The WHO warns of an uneven distribution of vaccines in order that Covid can flourish

Becky Board, General Manager of Covid Recovery, prepares to deliver the first Pfizer-BioNTech COVID-19 vaccine in London to 90-year-old patient George Dyer at Croydon University Hospital at the start of the largest vaccination program in UK history on December 8, 2020 in London, United Kingdom.

Dan Charity | Getty Images

The coronavirus is mutating and doing everything it can to survive. It will continue to thrive unless there is a more equitable distribution of vaccines around the world, the head of the World Health Organization said on Friday.

There are 42 countries currently introducing their starting doses of Covid-19 vaccines and most of them are high income countries, WHO Director General Tedros Adhanom Ghebreyesus said during a press conference in Geneva. Only six of these countries are considered low-income, while no low-income countries have started their vaccination programs, he said.

“There is a clear problem that low and middle income countries are not yet receiving the vaccine,” Tedros said.

The unjust use of life-saving drugs comes as the globe faces the deadliest part of the pandemic to date, the WHO warned. Covid-19 deaths have risen to record highs in the past few days as people violated public health recommendations in a number of countries, Tedros said.

Globally, more than 88.3 million people are infected with the coronavirus, and at least 1.9 million people have died, according to Johns Hopkins University.
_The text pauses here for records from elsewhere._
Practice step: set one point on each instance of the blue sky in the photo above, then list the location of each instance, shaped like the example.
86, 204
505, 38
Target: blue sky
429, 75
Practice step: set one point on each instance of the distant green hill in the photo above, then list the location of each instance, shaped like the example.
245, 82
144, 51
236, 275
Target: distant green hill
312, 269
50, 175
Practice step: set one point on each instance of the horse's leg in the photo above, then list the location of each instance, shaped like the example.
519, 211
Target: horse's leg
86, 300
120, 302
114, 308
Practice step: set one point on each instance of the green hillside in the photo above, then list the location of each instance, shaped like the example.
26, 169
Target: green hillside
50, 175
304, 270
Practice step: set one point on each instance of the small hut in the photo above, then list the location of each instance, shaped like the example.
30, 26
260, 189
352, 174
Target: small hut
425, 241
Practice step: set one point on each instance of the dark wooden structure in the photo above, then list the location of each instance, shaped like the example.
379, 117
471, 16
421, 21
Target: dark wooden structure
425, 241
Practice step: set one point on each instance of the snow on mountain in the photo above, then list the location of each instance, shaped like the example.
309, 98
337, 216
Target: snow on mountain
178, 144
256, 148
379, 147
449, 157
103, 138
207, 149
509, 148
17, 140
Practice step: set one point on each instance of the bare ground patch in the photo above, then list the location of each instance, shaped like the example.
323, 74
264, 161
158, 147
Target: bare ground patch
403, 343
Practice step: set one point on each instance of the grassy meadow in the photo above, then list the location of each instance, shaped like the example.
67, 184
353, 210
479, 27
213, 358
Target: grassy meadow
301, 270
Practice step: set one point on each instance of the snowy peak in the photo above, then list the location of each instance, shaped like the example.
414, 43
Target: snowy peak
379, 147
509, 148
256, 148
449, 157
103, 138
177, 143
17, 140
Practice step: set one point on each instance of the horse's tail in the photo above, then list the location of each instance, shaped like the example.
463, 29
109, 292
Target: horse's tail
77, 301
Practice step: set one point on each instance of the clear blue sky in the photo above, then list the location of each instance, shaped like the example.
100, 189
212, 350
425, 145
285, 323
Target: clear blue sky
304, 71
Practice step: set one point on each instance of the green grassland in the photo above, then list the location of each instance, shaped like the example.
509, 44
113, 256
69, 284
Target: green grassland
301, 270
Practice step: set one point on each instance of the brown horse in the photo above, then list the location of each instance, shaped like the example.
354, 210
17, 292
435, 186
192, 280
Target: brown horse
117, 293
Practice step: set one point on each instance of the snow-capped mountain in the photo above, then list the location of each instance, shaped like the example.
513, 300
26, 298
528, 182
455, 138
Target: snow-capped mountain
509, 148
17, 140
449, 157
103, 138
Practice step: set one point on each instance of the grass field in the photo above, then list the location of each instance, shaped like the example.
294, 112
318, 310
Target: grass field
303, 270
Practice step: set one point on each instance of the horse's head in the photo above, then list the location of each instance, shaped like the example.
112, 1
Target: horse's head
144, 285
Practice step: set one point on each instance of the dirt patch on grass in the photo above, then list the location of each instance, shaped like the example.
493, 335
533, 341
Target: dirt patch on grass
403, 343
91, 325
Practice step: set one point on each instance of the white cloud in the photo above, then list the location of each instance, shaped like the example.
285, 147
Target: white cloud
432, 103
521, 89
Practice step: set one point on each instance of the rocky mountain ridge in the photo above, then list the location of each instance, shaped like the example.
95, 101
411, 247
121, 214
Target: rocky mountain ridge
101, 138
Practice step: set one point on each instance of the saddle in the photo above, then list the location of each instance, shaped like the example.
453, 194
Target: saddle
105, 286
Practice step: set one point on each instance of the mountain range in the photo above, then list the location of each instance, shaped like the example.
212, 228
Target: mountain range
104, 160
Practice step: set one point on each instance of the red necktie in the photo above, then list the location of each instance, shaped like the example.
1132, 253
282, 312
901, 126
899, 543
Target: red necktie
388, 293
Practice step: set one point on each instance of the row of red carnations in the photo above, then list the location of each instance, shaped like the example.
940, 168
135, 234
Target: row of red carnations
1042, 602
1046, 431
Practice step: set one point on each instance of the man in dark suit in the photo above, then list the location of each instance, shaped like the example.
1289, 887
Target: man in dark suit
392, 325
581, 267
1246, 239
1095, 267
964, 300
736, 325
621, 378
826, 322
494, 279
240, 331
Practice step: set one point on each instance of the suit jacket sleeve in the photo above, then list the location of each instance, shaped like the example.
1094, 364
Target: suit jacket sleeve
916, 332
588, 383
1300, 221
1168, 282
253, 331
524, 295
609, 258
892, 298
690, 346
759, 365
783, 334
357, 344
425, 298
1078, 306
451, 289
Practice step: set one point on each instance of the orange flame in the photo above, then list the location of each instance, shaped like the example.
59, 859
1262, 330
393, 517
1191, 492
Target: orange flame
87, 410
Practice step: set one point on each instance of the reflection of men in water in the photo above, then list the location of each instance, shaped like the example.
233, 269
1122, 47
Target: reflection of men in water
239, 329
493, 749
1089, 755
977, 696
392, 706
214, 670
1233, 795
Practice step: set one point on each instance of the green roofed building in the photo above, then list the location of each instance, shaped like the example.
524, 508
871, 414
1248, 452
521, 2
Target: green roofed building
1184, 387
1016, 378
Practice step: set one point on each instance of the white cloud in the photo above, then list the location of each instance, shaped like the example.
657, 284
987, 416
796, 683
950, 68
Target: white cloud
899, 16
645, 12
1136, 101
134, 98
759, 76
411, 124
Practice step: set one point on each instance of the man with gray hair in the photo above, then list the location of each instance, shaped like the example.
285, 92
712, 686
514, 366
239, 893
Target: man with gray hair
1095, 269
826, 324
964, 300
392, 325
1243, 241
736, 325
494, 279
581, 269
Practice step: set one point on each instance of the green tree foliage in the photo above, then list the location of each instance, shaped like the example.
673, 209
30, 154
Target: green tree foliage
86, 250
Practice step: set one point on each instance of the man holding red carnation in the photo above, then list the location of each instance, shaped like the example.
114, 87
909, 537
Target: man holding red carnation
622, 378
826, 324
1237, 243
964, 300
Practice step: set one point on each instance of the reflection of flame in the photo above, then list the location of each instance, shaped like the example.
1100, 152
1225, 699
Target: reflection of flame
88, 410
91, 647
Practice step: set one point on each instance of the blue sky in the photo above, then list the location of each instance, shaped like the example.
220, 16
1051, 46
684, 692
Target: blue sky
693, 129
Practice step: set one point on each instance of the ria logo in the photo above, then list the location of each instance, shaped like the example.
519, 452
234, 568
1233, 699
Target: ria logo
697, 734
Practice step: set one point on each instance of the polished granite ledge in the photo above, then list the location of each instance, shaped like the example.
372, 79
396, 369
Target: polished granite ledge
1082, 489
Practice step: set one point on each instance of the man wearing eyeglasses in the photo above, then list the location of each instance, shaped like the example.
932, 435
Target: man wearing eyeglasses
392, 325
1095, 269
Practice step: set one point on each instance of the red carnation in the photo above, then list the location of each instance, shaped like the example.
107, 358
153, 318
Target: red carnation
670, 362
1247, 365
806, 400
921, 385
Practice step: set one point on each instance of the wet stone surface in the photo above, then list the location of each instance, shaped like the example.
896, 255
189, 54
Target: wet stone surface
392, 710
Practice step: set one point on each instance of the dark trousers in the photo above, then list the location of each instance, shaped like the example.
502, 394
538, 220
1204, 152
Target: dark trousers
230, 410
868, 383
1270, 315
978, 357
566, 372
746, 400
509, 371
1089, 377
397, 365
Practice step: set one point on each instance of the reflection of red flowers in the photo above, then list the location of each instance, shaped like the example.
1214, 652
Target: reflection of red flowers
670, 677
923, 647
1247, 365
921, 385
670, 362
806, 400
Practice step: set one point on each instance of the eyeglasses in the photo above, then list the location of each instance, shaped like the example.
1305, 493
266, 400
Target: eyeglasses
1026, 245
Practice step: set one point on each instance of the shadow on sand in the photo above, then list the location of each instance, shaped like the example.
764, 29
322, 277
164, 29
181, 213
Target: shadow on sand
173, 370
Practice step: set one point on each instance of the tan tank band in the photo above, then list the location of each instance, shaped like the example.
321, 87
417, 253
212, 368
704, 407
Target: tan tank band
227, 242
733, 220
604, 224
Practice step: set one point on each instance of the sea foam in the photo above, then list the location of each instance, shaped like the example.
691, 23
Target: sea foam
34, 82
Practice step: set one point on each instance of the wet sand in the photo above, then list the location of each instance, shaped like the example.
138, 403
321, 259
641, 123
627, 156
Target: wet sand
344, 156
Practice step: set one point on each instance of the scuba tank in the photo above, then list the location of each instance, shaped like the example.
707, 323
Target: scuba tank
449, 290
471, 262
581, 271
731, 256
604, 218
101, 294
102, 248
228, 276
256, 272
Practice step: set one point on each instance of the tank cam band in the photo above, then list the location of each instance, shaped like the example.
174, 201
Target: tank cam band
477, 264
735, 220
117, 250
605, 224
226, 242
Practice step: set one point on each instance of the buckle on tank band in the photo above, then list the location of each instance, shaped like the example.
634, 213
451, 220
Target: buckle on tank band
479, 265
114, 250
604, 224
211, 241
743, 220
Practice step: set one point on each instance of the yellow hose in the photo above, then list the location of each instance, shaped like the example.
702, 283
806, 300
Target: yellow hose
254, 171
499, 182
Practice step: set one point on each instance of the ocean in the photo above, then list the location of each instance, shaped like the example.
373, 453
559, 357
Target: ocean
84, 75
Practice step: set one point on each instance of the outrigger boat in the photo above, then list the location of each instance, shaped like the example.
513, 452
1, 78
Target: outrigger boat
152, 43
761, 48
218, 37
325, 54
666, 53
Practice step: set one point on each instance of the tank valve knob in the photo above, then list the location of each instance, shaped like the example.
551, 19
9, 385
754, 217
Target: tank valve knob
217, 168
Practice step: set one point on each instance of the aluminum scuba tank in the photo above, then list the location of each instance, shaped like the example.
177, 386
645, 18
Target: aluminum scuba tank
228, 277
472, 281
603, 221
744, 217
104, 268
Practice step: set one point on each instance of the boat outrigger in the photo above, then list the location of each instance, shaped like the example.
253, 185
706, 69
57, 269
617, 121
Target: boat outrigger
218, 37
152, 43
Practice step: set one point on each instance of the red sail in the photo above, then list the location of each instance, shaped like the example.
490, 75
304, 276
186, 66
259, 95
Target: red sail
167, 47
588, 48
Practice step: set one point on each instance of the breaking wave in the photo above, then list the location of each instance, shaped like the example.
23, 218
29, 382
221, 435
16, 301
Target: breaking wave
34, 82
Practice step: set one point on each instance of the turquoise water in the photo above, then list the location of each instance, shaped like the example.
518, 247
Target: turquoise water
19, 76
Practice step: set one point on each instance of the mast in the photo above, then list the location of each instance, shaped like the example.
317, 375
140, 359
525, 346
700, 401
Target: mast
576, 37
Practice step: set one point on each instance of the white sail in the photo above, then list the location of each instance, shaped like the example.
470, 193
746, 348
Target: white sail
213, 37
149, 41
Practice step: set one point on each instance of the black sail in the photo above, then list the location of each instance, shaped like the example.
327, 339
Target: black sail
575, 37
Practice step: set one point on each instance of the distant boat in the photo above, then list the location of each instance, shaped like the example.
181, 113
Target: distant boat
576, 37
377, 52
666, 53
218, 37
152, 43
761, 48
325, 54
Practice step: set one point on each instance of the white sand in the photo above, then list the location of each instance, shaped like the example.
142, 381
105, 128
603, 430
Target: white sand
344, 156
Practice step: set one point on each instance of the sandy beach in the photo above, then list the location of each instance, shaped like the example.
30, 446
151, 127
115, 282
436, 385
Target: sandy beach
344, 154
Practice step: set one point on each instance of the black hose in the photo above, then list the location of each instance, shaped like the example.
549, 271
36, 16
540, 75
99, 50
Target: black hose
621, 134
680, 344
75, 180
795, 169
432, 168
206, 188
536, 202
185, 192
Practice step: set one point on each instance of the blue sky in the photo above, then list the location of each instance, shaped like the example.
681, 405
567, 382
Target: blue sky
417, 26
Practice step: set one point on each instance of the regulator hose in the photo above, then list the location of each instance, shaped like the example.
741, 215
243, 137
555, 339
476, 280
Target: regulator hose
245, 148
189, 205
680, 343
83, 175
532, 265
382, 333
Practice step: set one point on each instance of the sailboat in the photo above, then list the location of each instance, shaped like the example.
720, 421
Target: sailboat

For the first time since the pandemic began, the U.S. reported more than 4,000 deaths from Covid-19 in one day alone on Thursday.

There are also new and more contagious varieties of the virus, such as those identified in the UK and South Africa, that have led some countries to reinstate lockdown measures to control further spread.

Viruses are constantly mutating and are expected to develop over time as the peaks on their surfaces change, according to the Centers for Disease Control and Prevention. A variant first identified in the UK, known as B.1.1.7, “emerged with an unusually large number of mutations” which made it easier and faster to spread.

Global health experts have said the changes won’t make the existing Covid-19 vaccines any less effective or cause more serious illness. While mutations are normal for any virus, including Covid-19, its rapid spread makes vaccinating the globe equally important, Tedros said. Otherwise, “let’s help it thrive,” he said.

“The current variants show that the virus is doing its best to better suit the ongoing cycle in the human population,” Tedros said.

A handful of nations, including the US, UK, Canada, members of the European Union and others, have supply agreements with companies like Pfizer and BioNTech, Moderna and AstraZeneca claiming the first million doses of their vaccines upon approval.

COVAX, the global alliance aimed at providing coronavirus vaccines to poor nations and jointly led by WHO, has made its own agreements for at least 2 billion doses. Allianz has announced that it hopes to distribute these shots in the first quarter of this year when the drugs are approved.

However, some of the countries participating in COVAX are doing their own bilateral deals, which could raise the prices of the drugs, Tedros said.

“Vaccine nationalism hurts us all and is self-defeating,” said Tedros. “But on the flip side, vaccination fairly saves lives, stabilizes health systems and would lead to a truly global economic recovery that stimulates job creation.”